Die Formative Psychologie

Die formative Psychologie geht von der schlichten und in ihrer Konsequenz zugleich revolutionären Prämisse aus, dass wir unser Körper sind.
Ihr Begründer, Stanley Keleman (geb. 1931), gilt als einer der Pioniere der Körperarbeit. Er wurde u.a. beeinflusst von Karlfried Graf Dürckheim und Alexander Lowen, mit denen er auch zusammen arbeitete. Keleman ist der Direktor des „Center for Energetic Studies“ in Berkeley/Kalifornien, wo er bis heute als Therapeut und somatischer Lehrer wirkt.
Die formative Psychologie ist eine somatische Psychologie, die auf den Prinzipien der Evolution basiert. Sie versteht die biologischen und anatomischen Prozesse des Menschen als die eigentliche Basis menschlichen Wachstums. Die somatische Organisation steht im Mittelpunkt der Betrachtung. Ererbte und erlernte körperliche Muster von der Geburt über Kindheit, Pubertät, Erwachsensein bis zum Tod gelten als morphologische Bausteine für Erfahrungen, Gefühle, Denken und Verhalten.
Ziel der somatisch-emotionalen Methode ist es, diesen organismischen Prozess zu erkennen und zu gestalten. Identität ist die Erfahrung einer körperlichen Struktur, in der ein Mensch sein persönliches Selbst formt.
Pulsation ist die dem Leben zugrunde liegende Bewegung. Durch Kontraktion und Expansion entstehen Erregungswellen, die auf verschiedene Art und Weisen geformt sind.
Wie verkörpert ein Mensch seine Erfahrungen, Gedanken, Gefühle und sein Verhalten? In welchen somatischen Mustern reagiert er bewusst oder unbewusst auf die Herausforderungen seines Lebens, formt Identität und gestaltet seine Beziehungen?
„Volontary muscular effort“ (Stanley Keleman), willkürlicher muskulärer Einsatz ist im methodischen Ansatz der formativen Psychologie das Werkzeug, mit dessen Hilfe diese somatischen Organisationen aufgegriffen und verändert werden.
Keleman entwickelte die sog. „WIE-Übung“, in der durch Intensivieren und Desorganisieren muskulärer Aktivität neue Pulsationsmuster geschaffen werden.

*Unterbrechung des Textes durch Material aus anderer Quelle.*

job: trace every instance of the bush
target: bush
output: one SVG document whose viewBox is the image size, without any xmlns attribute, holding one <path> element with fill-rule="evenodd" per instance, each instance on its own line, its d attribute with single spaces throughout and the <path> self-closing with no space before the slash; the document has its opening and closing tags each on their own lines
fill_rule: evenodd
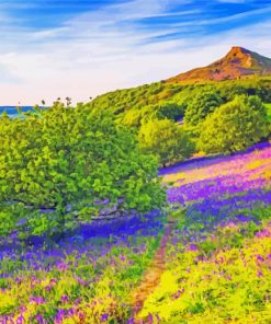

In der Beeinflussung eines körperlichen Musters lernt der Übende, emotionale Konflikte und Krisen ebenso wie physische Beeinträchtigungen und schmerzhafte Zustände zu managen.
Dieses Selbstmanagement ermöglicht die aktive und kreative Gestaltung des persönlichen Lebens- und Wachstumsprozesses.

Die WIE-Übung

Schritt eins:

Aufmerksamkeit ist eine Organisation, in der ich mir meiner selbst und dem, was ich tue, gewahr werde. Aufmerksamkeit erlaubt mir, einen vorübergehenden Eindruck an zu halten. Ich setze dem Fließen eine Grenze, halte den Film an für eine Momentaufnahme.
Wie lese ich im Augenblick diese Zeilen vor mir? Was tue ich mit den Muskeln rund um und hinter meinen Augen? Fokussiere ich, hole ich das Schriftbild heran, sauge es auf oder halte es auf Abstand?

Schritt zwei:

Wie ist es, das, was ich tue, schrittweise zu intensivieren? Möglicherweise wird jetzt erst deutlich, was ich eigentlich tue. Erkenne ich ein Muster? Was geht im Körper mit, beispielsweise im Nacken, im Kiefer, in den Schultern?

Schritt drei:

Wenn ich es intensivieren, also mehr machen kann, kann ich es auch weniger machen. Wie ist es, das Muster einen Schritt zu desorganisieren? Wie verändert sich die Qualität des Lesens?
Wie ist es, auch hier an zu halten, diesem neuen Zustand für einen Moment Dauer zu verleihen? Wenn ich weiter schrittweise desorganisiere, welche Qualitäten zu Lesen kann ich erfahren?

Schritt vier:

Wie empfange ich, was da ist?
Was steigt auf an Bildern, Empfindungen, Gedanken? Was schätze ich an dieser Qualität?

Schritt fünf:

Was habe ich gelernt aus dieser Erfahrung? Kehre ich zurück zu meinem alten Muster oder beginne ich, die neue Erfahrung wieder auf zu greifen?